La prima lettura (riprendo un pensiero di qualche tempo fa) ci dice che Dio considera gli uomini non come dei sudditi ma come sua famiglia: Ecco noi siamo tue ossa e tua carne. Il secondo libro di Samuele ci racconta oggi come il cammino del popolo d'Israele giunga ad un punto di unità e la divisione tribale e territoriale tra le tribù del sud e del nord è così superata. Il card. Martini, diceva che questa espressione significa essere membri della stessa famiglia. Tutti gli anziani allora, in rappresentanza di tutte le tribù fanno un patto, un'alleanza e, pur non scorrendo lo stesso sangue nelle vene, pur non essendo della stessa famiglia di Davide, in forza di questa alleanza lo diventano.Il consanguineo, per l'ebreo della Bibbia, è colui per il quale ci si batte fino alla morte per difenderlo scrive il card. Martini. Io credo che questa idea trova la sua spiegazione nel passaggio di vangelo che abbiamo ascoltato, dove Dio, in Gesù dice ad ognuno di noi: Tu sei mia carne, tu sei mie ossa, lo stesso sangue scorre nelle nostre vene, siamo l'uno per l'altro, non ti abbandonerò mai. La croce ci dice fino a che punto arriva la fedeltà di Dio e dove dovrebbe arrivare la nostra.
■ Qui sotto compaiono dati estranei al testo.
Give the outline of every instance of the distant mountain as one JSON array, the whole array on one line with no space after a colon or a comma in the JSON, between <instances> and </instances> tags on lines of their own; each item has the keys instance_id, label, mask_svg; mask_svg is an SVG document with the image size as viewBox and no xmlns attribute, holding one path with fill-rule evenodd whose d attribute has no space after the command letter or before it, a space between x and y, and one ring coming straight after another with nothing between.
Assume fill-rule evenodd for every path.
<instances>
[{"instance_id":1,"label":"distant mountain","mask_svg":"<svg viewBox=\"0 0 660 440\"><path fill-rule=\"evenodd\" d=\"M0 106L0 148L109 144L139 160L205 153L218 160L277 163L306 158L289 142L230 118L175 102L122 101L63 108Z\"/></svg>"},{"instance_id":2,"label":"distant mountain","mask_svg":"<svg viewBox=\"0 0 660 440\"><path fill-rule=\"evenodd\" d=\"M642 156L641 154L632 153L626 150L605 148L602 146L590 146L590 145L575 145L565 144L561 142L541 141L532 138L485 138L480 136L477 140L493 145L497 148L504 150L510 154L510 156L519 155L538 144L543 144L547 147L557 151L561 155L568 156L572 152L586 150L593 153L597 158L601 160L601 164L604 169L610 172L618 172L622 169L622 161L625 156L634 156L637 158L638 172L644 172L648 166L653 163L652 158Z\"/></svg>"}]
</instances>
Vengono in mente, e concludo, allora le parole dell'amore di Adamo, che incantato, di fronte a Eva, che Dio gli aveva condotto disse: Essa è ossa delle mie ossa e carne della mia carne. Questa è la regalità sorprendente di Gesù, una regalità, una autorità alla quale possiamo rivolgere (e ditemi voi quando succede questo), le parole dell'amore, le parole della appartenenza vicendevole, le parole dell'intimità, quelle che usi con l'uomo, con la donna che ami. Allora per noi, per la nostra vita, che bello se dalla liturgia di oggi potessimo imparare che i titoli, e quello di Re è un titolo, (Parroco, Insegnante, Padre, Madre) quando sono esibiti, segnano distanze, che i titoli, quando sono esibiti portano i nostri fratelli e sorelle a cercare altri punti di riferimento. Anche a noi possano essere rivolte le parole dell'amore, anche a noi possano dire: noi ci consideriamo tue ossa e tua carne (don A. Casati).